422904 (7) [Avatar] Offline
Chapter 3 had an example showing how to calculate the prediction with a hidden layer in the network, but chapters 4 and 5 about gradient decent don't show an example with a hidden layer.

For the output nodes, it's obvious how to calculate the error, since the correct output can be compared against the predicted output. In all of the examples, this correct output was just given to us and didn't need to be calculated. However, for the hidden layers, how do we calculate the 'correct' value to compare against the hidden node's predicted value to continue the gradient descent back another layer.

Hopefully my question is clear.
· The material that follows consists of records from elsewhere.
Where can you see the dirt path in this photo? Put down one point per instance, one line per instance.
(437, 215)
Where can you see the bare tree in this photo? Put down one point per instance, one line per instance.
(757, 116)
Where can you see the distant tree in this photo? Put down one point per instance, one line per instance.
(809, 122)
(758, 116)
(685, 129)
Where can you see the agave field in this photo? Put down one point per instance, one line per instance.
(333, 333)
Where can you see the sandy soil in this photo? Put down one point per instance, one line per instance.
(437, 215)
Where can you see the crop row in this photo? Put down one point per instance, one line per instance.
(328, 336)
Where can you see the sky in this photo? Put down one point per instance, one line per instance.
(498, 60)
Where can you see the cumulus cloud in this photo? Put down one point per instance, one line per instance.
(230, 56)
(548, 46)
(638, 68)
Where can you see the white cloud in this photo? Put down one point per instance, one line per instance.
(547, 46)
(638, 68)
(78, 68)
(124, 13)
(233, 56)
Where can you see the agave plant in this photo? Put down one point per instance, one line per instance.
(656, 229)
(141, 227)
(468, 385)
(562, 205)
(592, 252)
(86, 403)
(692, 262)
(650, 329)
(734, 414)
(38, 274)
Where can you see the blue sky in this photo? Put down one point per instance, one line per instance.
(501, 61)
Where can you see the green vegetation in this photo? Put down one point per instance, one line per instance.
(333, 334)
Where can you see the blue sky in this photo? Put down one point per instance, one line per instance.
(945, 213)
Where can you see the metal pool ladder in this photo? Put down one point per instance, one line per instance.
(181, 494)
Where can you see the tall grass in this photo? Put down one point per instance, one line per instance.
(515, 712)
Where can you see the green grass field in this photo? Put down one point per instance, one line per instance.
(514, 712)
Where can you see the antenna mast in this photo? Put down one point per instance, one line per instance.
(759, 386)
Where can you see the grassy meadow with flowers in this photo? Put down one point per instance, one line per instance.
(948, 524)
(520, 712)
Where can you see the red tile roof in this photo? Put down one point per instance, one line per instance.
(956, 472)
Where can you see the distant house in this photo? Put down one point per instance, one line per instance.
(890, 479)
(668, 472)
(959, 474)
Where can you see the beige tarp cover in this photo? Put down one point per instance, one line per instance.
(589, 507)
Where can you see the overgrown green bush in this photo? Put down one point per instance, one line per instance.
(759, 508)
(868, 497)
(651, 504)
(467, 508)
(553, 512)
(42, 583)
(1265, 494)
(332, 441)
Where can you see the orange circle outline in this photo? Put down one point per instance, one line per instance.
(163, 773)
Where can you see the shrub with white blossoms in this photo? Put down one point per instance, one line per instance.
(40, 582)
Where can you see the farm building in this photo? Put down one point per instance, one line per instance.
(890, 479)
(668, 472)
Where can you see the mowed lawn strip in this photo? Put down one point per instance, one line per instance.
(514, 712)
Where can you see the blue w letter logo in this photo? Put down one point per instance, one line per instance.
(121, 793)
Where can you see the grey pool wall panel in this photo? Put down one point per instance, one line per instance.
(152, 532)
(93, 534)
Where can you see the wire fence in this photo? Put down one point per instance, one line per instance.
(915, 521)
For a network with 3 input nodes, 3 hidden nodes, and 3 output nodes, how do we calculate the goal values for the 3 hidden nodes so that we can gradient decent to the weights between the input and hidden nodes?
422904 (7) [Avatar] Offline
To answer my own question: read the middle of chapter 6, starting at page 117.

When I'd posted this question, I'd just finished chapter 5 on Gradient Descent, and was confused that it didn't actually cover gradient descent through a hidden layer. I was so confused, I actually stopped at chapter 5 and read through other sources until I figured it out on my own, and then was happily surprised halfway through chapter 6 that it was covered after all.

I think it'd be helpful to end chapter 5 with a teaser "we still don't know how to handle hidden layers, but let's look at that next with Backpropagation", as the beginning of chapter 6 starts with a brand new example problem, it suggests that chapter 5 as finished 100% with gradient descent when that isn't actually true.